I greatly prefer hive-top feeders for this reason.

Your bees should be consuming large amounts of syrup and drawing comb -- the queen cannot lay on foundation until there are some walls as she cannot measure the cell.

I would mix some dry sugar with water to make is sort of slushy, put a piece of newspaper over part of the frames the bees are on, and dump the wet sugar on top of the paper. They will eat it up right away and start to work. Make sure they can get to the syrup in the feeder, and consider getting and installing a hive-top feeder pronto.

Otherwise they will take a long time to draw comb as they cannot get nectar until there is flying weather.

Peter


----------



## drlonzo (Apr 15, 2014)

Depending upon your planned methods of how you will treat/not treat your hives you may want to look into getting some Honey B Healthy and mixing into your 1:1 syrup. Also the bees cannot use the syrup till it's temp reaches 55 deg F. Won't really touch it at all. So if you are using an external feeder and temps are getting low, this causes the syrup to cool down to not useable. Also, what you didn't mention, what size package did you get 2 or 3 pound, using foundation/not using , type of hives top bar/ lang, all of these factors can and do affect how fast comb is being built.


----------



## ddb123 (Jun 20, 2012)

The bees you found dead probably just never re-entered the hive and died overnight. I find dead bees when I do splits, even last night, and it only got down to about 45 F here. It takes a while to get good at finding the queen. I'd guess she's there and just hasn't started laying yet. If the bees are queenless, you can usually hear a roar from their wings as they try to get a whiff of queen pheromone. I would just keep feeding and not worry about the bees you found dead.


----------



## Honey-4-All (Dec 19, 2008)

Where in the world is the placement of your feeder?

A properly placed quart jar will be 75% Utilized 90% of the time by a 3 pound package every day once they are installed... That is unless the flow is on and the bees decide they like the taste of the flowers better than the taste of the sugar cane!


----------



## ddb123 (Jun 20, 2012)

Flow is on in my region and bees ignore frame feeders, boardman feeders, and open feeders. Every package is different.

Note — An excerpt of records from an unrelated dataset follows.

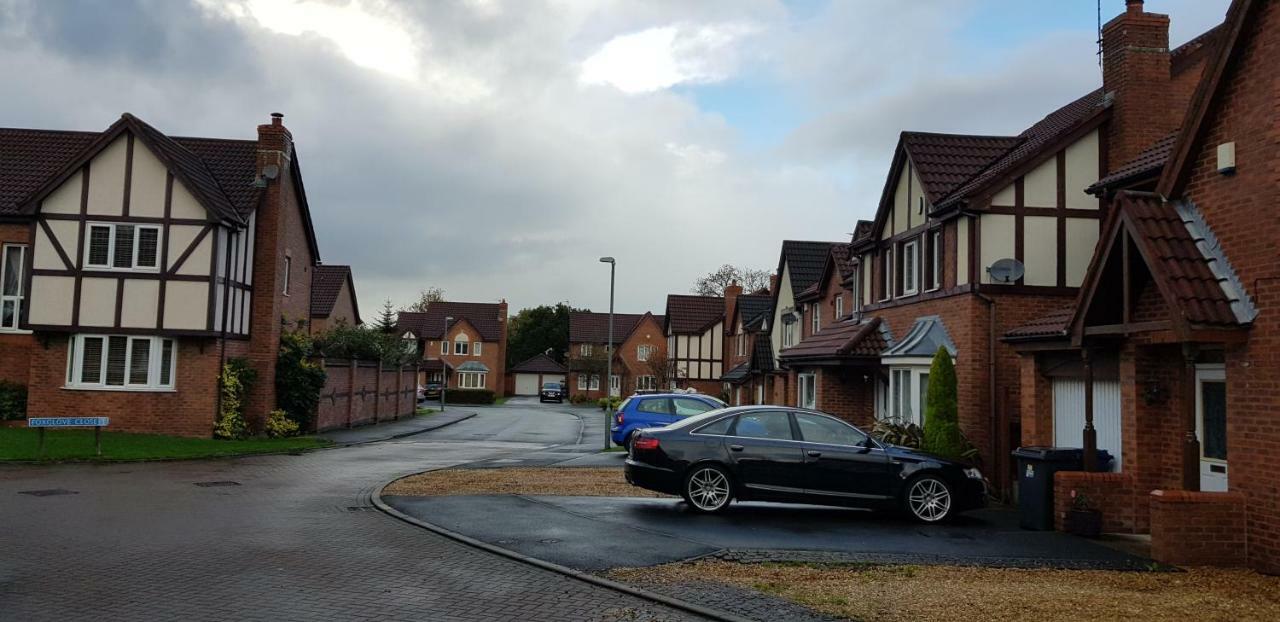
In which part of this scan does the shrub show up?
[444,389,493,404]
[922,347,965,459]
[275,330,325,430]
[214,358,257,439]
[0,380,27,421]
[266,410,298,439]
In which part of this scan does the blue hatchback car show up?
[609,393,727,449]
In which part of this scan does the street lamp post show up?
[440,316,453,412]
[600,257,618,451]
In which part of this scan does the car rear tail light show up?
[631,436,658,452]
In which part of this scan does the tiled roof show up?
[1120,195,1256,326]
[1005,306,1075,340]
[396,302,506,342]
[667,294,724,334]
[937,88,1106,209]
[311,265,360,323]
[1087,132,1178,193]
[737,294,773,326]
[0,113,259,221]
[902,132,1021,205]
[511,355,568,374]
[778,239,838,292]
[0,128,99,216]
[568,311,662,343]
[778,317,890,363]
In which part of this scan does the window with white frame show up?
[67,335,178,390]
[84,223,160,273]
[0,244,27,330]
[886,365,929,425]
[458,371,488,389]
[902,239,920,296]
[881,248,893,302]
[282,255,293,296]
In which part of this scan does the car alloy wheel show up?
[906,475,951,522]
[685,466,732,512]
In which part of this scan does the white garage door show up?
[1053,378,1123,471]
[516,374,540,395]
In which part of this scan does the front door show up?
[795,412,893,502]
[1196,365,1228,493]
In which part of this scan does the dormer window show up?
[84,223,160,273]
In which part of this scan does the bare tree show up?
[401,285,444,314]
[691,264,772,296]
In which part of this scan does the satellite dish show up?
[987,257,1027,283]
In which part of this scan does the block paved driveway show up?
[0,404,691,621]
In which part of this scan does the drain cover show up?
[18,488,79,497]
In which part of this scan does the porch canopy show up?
[778,317,892,367]
[1065,191,1257,478]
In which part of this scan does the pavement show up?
[0,404,695,621]
[383,494,1149,572]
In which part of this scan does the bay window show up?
[0,244,27,331]
[67,335,178,389]
[84,223,160,271]
[458,371,486,389]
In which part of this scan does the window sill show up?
[63,384,178,393]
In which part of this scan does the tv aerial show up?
[987,257,1027,283]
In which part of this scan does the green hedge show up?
[0,380,27,421]
[444,389,493,404]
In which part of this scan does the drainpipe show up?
[974,292,1005,497]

Some are just more motivated than others.


----------



## Mr.Beeman (May 19, 2012)

You should have seen them pull comb by now. I had one pull a dollar bill sized comb in 24 hours before. Is a good flow one there? Are you seeing alot of activity outside the hive? Bees coming in heavy? Check once again for the queen.


----------



## Honey-4-All (Dec 19, 2008)

ddb123 said:


> Every package is different. Some are just more motivated than others.

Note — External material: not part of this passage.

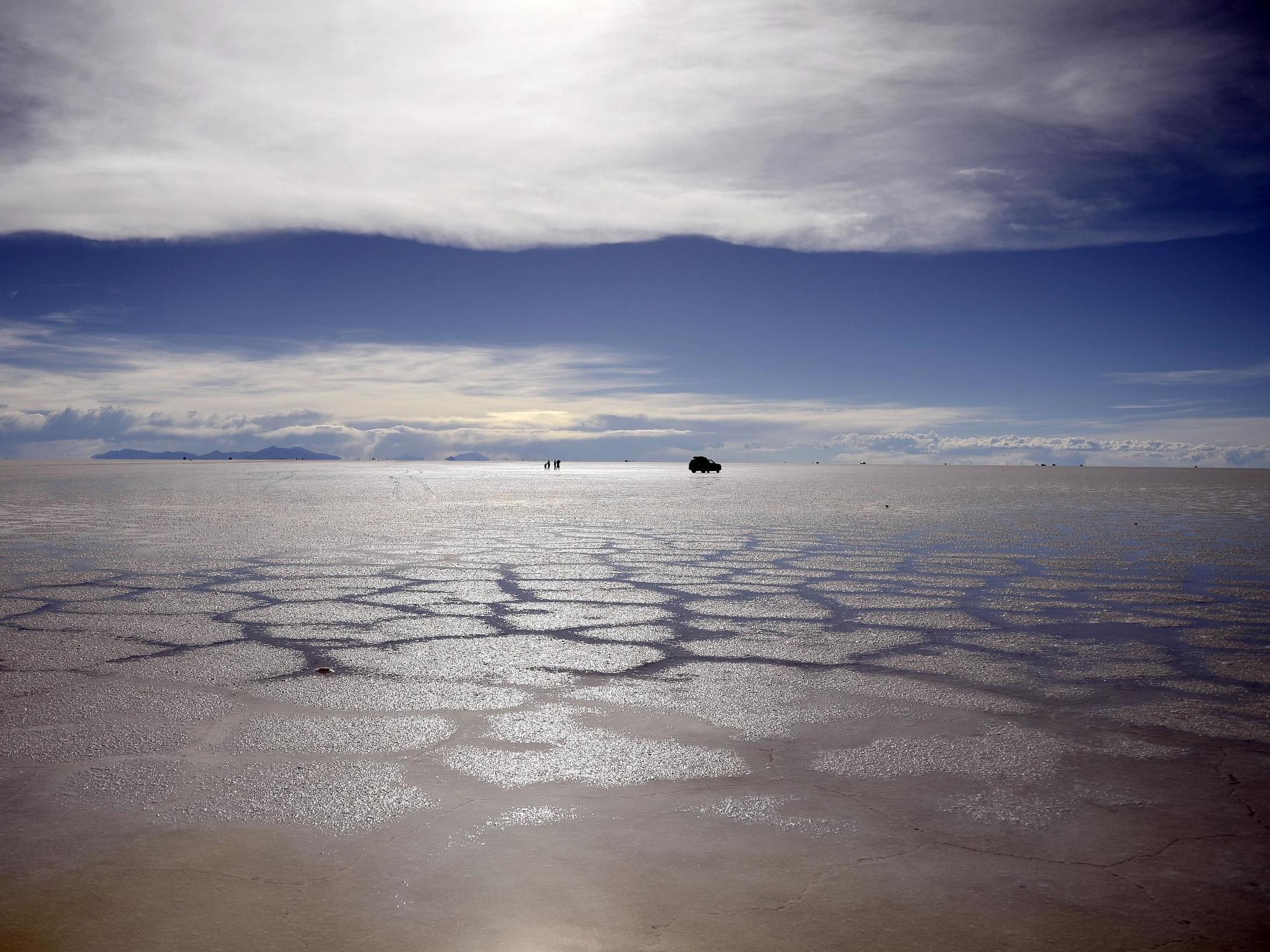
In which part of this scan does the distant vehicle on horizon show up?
[688,455,723,472]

Sounds like some of the help now days . Had a guy who recently decide he needed to "take a day long break" the moment we needed to have packages ready. Needless to say the bonus money for the year fell out of his lap the moment he refused to stick around and help like everyone else was doing. Be it the bees or people.... in this business you need to suck up the syrup when its in front of you. Waiting around only leads to failure when the flow is on.....


----------